Search code examples
rregexstemmingpunctuationhyphenation

Removing hyphens in http but preserving hyphenated words in corpus


I am trying to modify a stemming function that is able to 1) remove hyphens in http (that appeared in the corpus) but, meanwhile, 2) preserve hyphens that appeared in meaningful hyphenated expressions (e.g., time-consuming, cost-prohibitive, etc.). I actually asked similar questions a few months ago on a different question thread, the code looks like this:

# load stringr to use str_replace_all
require(stringr)

clean.text = function(x)
{
  # remove rt
  x = gsub("rt ", "", x)
  # remove at
  x = gsub("@\\w+", "", x)
  x = gsub("[[:punct:]]", "", x)
  x = gsub("[[:digit:]]", "", x)
  # remove http
  x = gsub("http\\w+", "", x)
  x = gsub("[ |\t]{2,}", "", x)
  x = gsub("^ ", "", x)
  x = gsub(" $", "", x)
  x = str_replace_all(x, "[^[:alnum:][:space:]'-]", " ")
  #return(x)
}

# example
my_text <- "accident-prone"
new_text <- clean.text(text)
new_text
[1] "accidentprone"

but could not get satisfactory answer, I then shifted my attention to other projects until resuming to work on this. It appears that the "[^[:alnum:][:space:]'-]" in the last line of the code block is the culprit that also removed - from the non-http part of corpus.
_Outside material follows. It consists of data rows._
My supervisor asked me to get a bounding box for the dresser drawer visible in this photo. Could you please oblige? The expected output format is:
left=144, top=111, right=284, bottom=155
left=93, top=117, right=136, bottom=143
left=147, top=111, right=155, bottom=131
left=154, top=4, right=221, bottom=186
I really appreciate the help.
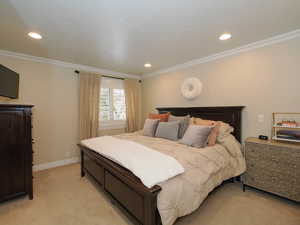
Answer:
left=245, top=142, right=300, bottom=165
left=246, top=156, right=300, bottom=177
left=243, top=138, right=300, bottom=201
left=244, top=172, right=300, bottom=201
left=246, top=162, right=300, bottom=185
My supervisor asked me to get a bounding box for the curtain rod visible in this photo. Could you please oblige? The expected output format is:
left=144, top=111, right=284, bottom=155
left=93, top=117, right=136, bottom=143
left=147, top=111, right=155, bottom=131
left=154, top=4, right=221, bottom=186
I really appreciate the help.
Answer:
left=74, top=70, right=142, bottom=83
left=74, top=70, right=125, bottom=80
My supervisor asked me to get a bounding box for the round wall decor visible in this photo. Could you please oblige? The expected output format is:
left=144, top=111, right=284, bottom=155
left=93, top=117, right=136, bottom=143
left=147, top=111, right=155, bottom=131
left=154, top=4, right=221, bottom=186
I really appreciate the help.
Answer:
left=181, top=77, right=202, bottom=99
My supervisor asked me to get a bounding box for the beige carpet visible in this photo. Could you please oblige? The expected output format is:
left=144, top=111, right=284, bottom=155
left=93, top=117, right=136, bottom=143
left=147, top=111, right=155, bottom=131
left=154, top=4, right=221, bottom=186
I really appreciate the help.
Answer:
left=0, top=164, right=300, bottom=225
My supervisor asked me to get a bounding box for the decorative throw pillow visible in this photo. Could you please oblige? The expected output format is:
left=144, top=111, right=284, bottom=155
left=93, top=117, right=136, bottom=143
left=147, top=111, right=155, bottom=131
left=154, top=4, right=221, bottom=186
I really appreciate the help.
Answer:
left=148, top=113, right=170, bottom=122
left=179, top=125, right=213, bottom=148
left=143, top=119, right=159, bottom=137
left=190, top=117, right=233, bottom=146
left=155, top=121, right=179, bottom=141
left=169, top=115, right=190, bottom=139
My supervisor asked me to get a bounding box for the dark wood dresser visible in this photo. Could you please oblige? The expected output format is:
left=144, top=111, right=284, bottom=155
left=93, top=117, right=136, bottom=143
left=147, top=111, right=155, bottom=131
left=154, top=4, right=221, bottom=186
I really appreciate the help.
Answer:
left=0, top=104, right=33, bottom=202
left=243, top=138, right=300, bottom=202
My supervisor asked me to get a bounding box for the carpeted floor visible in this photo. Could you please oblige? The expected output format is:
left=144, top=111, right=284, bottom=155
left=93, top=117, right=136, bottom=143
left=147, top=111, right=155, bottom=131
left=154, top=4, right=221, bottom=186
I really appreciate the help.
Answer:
left=0, top=164, right=300, bottom=225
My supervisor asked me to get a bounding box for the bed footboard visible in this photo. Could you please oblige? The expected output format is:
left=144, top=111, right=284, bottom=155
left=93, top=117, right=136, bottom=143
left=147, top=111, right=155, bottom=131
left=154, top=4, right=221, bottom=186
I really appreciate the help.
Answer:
left=79, top=145, right=161, bottom=225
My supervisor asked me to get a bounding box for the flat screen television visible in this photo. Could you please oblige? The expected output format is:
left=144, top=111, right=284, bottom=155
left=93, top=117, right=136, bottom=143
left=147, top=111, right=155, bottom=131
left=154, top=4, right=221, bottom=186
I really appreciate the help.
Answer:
left=0, top=64, right=19, bottom=98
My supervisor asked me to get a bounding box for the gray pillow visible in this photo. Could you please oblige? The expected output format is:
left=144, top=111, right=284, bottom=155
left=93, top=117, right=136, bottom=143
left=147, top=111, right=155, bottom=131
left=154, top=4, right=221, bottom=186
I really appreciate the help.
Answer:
left=179, top=125, right=213, bottom=148
left=155, top=121, right=179, bottom=141
left=169, top=115, right=190, bottom=139
left=143, top=119, right=159, bottom=137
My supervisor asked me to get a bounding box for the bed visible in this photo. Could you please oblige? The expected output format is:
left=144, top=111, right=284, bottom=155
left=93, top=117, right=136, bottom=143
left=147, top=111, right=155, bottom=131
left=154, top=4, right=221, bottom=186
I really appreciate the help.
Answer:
left=79, top=106, right=243, bottom=225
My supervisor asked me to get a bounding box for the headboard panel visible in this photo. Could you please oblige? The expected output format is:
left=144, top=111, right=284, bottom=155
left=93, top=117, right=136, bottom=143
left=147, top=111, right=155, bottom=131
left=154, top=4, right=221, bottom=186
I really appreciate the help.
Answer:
left=156, top=106, right=244, bottom=142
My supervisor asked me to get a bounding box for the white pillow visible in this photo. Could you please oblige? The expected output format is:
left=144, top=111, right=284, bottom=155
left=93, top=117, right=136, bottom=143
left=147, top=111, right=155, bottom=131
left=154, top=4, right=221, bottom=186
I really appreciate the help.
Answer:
left=143, top=119, right=159, bottom=137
I could not figure out how to achieve our desired outputs, it will be very appreciated if someone could offer their insights on this.


Solution

  • The actual culprit is the [[:punct:]] removing pattern as it matches - anywhere in the string.

    You may use

    clean.text <- function(x)
    {
      # remove rt
      x <- gsub("rt\\s", "", x)
      # remove at
      x <- gsub("@\\w+", "", x)
      x <- gsub("\\b-\\b(*SKIP)(*F)|[[:punct:]]", "", x, perl=TRUE)
      x <- gsub("[[:digit:]]+", "", x)
      # remove http
      x <- gsub("http\\w+", "", x)
      x <- gsub("\\h{2,}", "", x, perl=TRUE)
      x <- trimws(x)
      x <- gsub("[^[:alnum:][:space:]'-]", " ", x)
      return(x)
    }
    

    Then,

    my_text <- "  accident-prone  http://www.some.com  rt "
    new_text <- clean.text(my_text)
    new_text 
    ## => [1] "accident-prone"
    

    See the R demo.

    Note:

    • x = gsub("^ ", "", x) and x = gsub(" $", "", x) can be replaced with trimws(x)
    • gsub("\\b-\\b(*SKIP)(*F)|[[:punct:]]", "", x, perl=TRUE) removes any punctuation BUT hyphens in between word chars (you may adjust this further in the part before (*SKIP)(*F))
    • gsub("[^[:alnum:][:space:]'-]", " ", x) is a base R equivalent for str_replace_all(x, "[^[:alnum:][:space:]'-]", " ").
    • gsub("\\h{2,}", "", x, perl=TRUE) remove any 2 or more horizontal whitespaces. If by "[ |\t]{2,}" you meant to match any 2 or more whitespaces, use \\s instead of \\h here.